2. Why do we have to use &n while the name of an array is already pointer

Answer 1

Depending on the argument you can do certain assumptions about the function.

void printArrayA(std::array<int, 5> n)

If I call printArrayA then the array I pass to it is copied, so the function can't do changes to the array I pass, but has an overhead of copying the array.

void printArrayB(std::array<int, 5> &n)

If I call printArrayB then the array I pass to it is not copied, the function could do changes on the array, or on the elements stored in the array.

void printArrayC(const std::array<int, 5> &n)

If I call printArrayC then the array I pass to it is not copied, and because it is const the function can't do any changes on that array or on its elements. (Well I, in theory, could cast away the const, but that's not something that should be done, a const should indicate the caller, that the object won't be changed)

Answer 2

Your question is not only about 'std::vector', it is about 'const' and 'references'.

1. 'const' keywords means that you can call only 'const' method of that class, means that (assume that the used class is implemented correctly) you can't modify this class in that method.

2. '&' means that you pass the parameter by 'reference' and not by 'value', if you are not familiar with that difference you may want to read this: Value vs. Reference

Answer 3

void printArray(const std::array<int, 5> &n)

What this does is to allow you to pass in to the function an unchangeable (without const-casting it, anyway) reference to the std::array. The reference is a lot smaller than the array itself, typically just a pointer, and the const bit ensures the function does not attempt to change the underlying object.

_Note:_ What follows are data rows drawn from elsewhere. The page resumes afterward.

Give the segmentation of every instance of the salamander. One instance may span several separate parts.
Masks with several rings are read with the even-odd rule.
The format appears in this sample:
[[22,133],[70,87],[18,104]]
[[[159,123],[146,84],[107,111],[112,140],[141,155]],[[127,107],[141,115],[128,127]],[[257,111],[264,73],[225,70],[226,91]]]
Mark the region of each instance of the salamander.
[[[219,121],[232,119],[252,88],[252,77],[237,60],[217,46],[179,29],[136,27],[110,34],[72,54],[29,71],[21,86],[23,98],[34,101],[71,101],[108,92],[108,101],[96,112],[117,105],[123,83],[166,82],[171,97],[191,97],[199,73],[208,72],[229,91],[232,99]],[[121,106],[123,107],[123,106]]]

It's usually used to ensure you don't copy "large" things where unnecessary, things like vectors, arrays or strings.

Answer 4

In this case const means that printArray will not modify the object passed to it.

An std::array is not a C-style array (such ase int a[10]), so you are not passing a pointer, you are passing a reference to an std::array object.

Answer 5

As others have mentioned, the name of a std::array does not decay to a pointer. To convert to a pointer, you would call .data().

Why do you want to pass by (const) reference, and why does a foo[]decay to a foo* const in many contexts?

You (practically) never want to copy arrays. It takes a huge amount of time and memory. You always want to pass them to a function by reference. On top of that, most algorithms that work on arrays are supposed to work on arrays of any size. (Brian Kernighan, the K in K&R, particularly considered it a flaw in Pascal that the size of an array is part of its type.) Therefore, back in the ’70s, the designers of C made a rule that passing an array to a function is the same as passing a pointer to its first element.

C++ stuck with that for the sake of backward compatibility: a lot of programmers compile C code in C++ compilers. One famous pitfall is trying to take the sizeof an array parameter in C++. Because array parameters decay to pointers, this gives you the size of a pointer. In C++, you have the option of passing a type (&name)[size] instead; that is, passing a type[size] by reference. This preserves the size as part of the type. (C also got some new syntax in 1999 that never made it over to C++, including the ability to pass the size of an array parameter.)

In C++, a std::array has no special syntax and works like any other type. You never want to copy an entire array that you aren’t going to modify. You still want to pass arrays by reference, so you use the standard syntax for that: &. Whenever you don’t need to modify a parameter, you declare it const. This helps the compiler detect logic errors and, sometimes, optimize.